Setelah pembebasan, Sekutu bersiap memulangkan orang-orang Yahudi yang terlantar ke rumah mereka, namun banyak di antaranya menolak atau takut kembali ke rumah. Sejak tahun 1945 hingga 1952, lebih dari 250.000 orang Yahudi yang terlantar tinggal di kamp-kamp dan pusat-pusat kota di Jerman, Austria, dan Italia. Fasilitas-fasilitas ini dikelola oleh otoritas Sekutu dan the United Nations Relief and Rehabilitation Administration. Para korban selamat mulai mencari keluarganya. Upaya penyatuan kembali ini diikuti dengan pembentukan keluarga baru; ada banyak pernikahan dan bayi yang lahir di kamp-kamp orang terlantar. Sekolah-sekolah menyusul dibangun tak lama kemudian. Hari libur keagamaan menjadi acara besar untuk berkumpul dan mengadakan perayaan. Kendati kondisi yang menyedihkan -- banyak di antara kamp ini yang tadinya adalah kamp konsentrasi dan kamp tentara Jerman -- organisasi sosial dan kerja pun bermunculan.
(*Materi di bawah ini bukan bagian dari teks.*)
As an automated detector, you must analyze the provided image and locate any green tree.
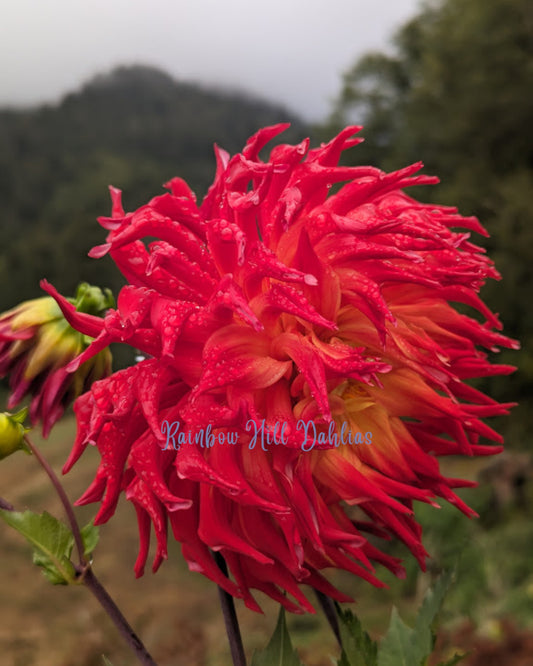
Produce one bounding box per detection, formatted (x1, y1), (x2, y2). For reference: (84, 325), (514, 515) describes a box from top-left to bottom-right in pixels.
(322, 0), (533, 436)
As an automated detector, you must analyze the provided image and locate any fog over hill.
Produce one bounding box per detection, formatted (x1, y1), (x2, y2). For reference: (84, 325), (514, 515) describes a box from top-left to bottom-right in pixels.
(0, 65), (309, 311)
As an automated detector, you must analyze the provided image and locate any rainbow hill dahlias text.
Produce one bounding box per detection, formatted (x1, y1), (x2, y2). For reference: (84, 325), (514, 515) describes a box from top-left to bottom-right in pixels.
(44, 125), (517, 612)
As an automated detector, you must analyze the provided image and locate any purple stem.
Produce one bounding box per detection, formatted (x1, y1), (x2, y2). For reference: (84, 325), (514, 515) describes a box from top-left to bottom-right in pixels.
(213, 553), (246, 666)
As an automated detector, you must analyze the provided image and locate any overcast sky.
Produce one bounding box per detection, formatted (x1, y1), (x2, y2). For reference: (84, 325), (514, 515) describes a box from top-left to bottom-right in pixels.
(0, 0), (419, 120)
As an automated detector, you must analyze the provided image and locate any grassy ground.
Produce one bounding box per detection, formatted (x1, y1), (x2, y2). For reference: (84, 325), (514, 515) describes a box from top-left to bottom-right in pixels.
(0, 419), (533, 666)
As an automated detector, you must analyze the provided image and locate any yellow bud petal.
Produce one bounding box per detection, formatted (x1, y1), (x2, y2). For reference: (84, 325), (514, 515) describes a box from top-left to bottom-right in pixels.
(0, 410), (27, 460)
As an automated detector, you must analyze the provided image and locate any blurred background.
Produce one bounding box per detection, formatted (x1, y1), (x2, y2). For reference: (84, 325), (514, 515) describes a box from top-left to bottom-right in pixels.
(0, 0), (533, 666)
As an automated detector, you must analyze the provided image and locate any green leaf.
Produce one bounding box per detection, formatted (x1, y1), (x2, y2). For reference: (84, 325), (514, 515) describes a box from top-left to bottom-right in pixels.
(378, 606), (418, 666)
(337, 608), (378, 666)
(252, 608), (303, 666)
(378, 571), (452, 666)
(81, 523), (100, 557)
(0, 509), (76, 585)
(437, 653), (468, 666)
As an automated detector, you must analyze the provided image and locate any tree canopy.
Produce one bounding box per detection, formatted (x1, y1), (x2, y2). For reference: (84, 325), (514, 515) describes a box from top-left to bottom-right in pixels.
(321, 0), (533, 434)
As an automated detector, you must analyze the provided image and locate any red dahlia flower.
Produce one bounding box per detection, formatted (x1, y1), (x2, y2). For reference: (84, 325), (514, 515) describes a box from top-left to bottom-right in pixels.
(47, 125), (517, 612)
(0, 282), (113, 437)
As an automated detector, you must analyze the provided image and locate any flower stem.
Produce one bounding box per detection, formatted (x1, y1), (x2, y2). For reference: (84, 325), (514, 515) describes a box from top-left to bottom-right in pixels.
(24, 435), (87, 569)
(214, 553), (246, 666)
(22, 436), (157, 666)
(315, 590), (342, 648)
(83, 568), (157, 666)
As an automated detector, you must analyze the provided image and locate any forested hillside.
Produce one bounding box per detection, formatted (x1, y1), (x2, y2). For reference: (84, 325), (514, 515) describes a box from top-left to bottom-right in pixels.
(321, 0), (533, 447)
(0, 66), (306, 312)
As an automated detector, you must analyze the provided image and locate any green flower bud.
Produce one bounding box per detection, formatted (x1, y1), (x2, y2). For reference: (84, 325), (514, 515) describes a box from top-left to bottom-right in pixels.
(0, 407), (29, 460)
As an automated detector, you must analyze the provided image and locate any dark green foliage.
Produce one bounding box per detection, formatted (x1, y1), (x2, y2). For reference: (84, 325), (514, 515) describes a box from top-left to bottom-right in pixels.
(0, 66), (306, 312)
(322, 0), (533, 447)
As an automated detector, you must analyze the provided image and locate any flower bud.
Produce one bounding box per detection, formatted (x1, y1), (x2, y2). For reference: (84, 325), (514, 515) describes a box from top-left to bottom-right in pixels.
(0, 408), (29, 460)
(0, 282), (114, 437)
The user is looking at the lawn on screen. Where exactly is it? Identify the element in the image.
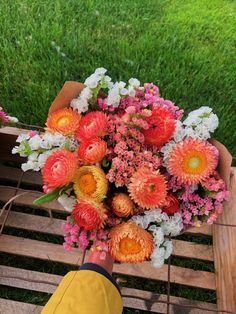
[0,0,236,313]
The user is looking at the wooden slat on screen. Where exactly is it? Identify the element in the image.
[0,186,65,212]
[0,266,216,314]
[0,235,215,290]
[114,262,215,290]
[0,234,82,265]
[121,288,216,314]
[0,127,27,163]
[0,212,213,261]
[213,168,236,312]
[0,299,43,314]
[0,165,42,187]
[0,211,64,236]
[0,266,62,294]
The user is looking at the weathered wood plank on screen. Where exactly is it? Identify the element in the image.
[114,262,215,290]
[213,168,236,312]
[0,212,213,261]
[0,211,64,236]
[0,266,216,314]
[0,266,62,293]
[0,235,215,290]
[0,185,65,212]
[0,166,43,187]
[0,299,43,314]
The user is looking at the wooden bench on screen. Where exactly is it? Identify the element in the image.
[0,128,236,314]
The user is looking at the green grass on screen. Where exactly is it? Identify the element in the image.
[0,0,236,155]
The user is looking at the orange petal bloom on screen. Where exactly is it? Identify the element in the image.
[46,108,80,135]
[77,137,107,164]
[143,107,175,146]
[128,167,167,209]
[111,193,134,217]
[72,199,107,230]
[42,149,78,189]
[168,138,219,184]
[74,166,108,201]
[108,221,153,263]
[75,111,108,142]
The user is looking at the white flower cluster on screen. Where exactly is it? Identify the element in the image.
[57,190,77,212]
[12,132,74,171]
[70,68,113,113]
[131,209,183,268]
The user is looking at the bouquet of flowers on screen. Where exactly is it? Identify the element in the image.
[13,68,229,267]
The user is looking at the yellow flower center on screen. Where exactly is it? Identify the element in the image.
[57,116,70,127]
[77,173,97,195]
[119,237,142,255]
[183,151,207,174]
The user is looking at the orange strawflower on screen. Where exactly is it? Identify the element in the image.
[75,111,108,142]
[128,167,167,209]
[108,221,153,263]
[143,107,175,146]
[77,137,107,164]
[46,108,81,135]
[72,199,107,230]
[111,193,134,217]
[74,166,108,201]
[42,149,78,189]
[168,138,219,184]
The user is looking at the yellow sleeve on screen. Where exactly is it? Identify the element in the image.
[41,263,123,314]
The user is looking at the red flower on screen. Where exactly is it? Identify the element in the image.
[161,194,179,215]
[77,137,107,164]
[75,111,108,142]
[42,149,77,189]
[143,107,175,146]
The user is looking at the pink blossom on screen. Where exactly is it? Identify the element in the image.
[63,242,71,251]
[28,130,38,138]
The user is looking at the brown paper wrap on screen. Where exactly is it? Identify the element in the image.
[48,81,232,188]
[49,81,236,311]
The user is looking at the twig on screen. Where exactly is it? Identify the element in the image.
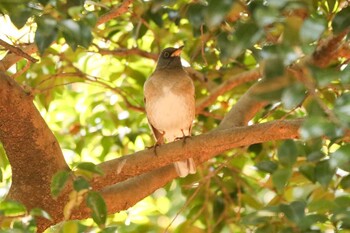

Sekutu melakukan perundingan dan penundaan hingga bertahun-tahun sebelum berhasil memecahkan krisis emigrasi. Dengan jumlah yang terus meningkat antara tahun 1945-1948, orang Yahudi yang selamat dari Holocaust, yang nasionalismenya memuncak karena kurangnya otonomi di kamp dan terbatasnya pilihan, memilih Palestina yang berada di bawah kontrol Inggris sebagai tujuan pilihan. Para orang terlantar ini menjadi kekuatan berpengaruh dalam perjuangan Zionisme dan dalam debat politik seputar pembentukan negara Yahudi. Mereka mengecam Inggris yang tidak mau membuka imigrasi ke Palestina; protes besar-besaran terhadap kebijakan Inggris sering terjadi di kamp-kamp orang terlantar. Pada tanggal 14 Mei 1948, Amerika Serikat dan Uni Soviet mengakui Negara Israel yang baru terbentuk. Kongres Amerika Serikat juga mengeluarkan undang-undang Displaced Persons Act pada tahun 1948, yang melonggarkan pembatasan imigrasinya. Dalam beberapa tahun, krisis emigrasi orang terlantar berakhir di mana lebih dari 80.000 orang terlantar Yahudi tinggal di Amerika Serikat, sekitar 136.000 di Israel, dan 20.000 lainnya di negara-negara lainnya, seperti Kanada dan Afrika Selatan. Hingga tahun 1952, hampir semua kamp orang terlantar sudah ditutup.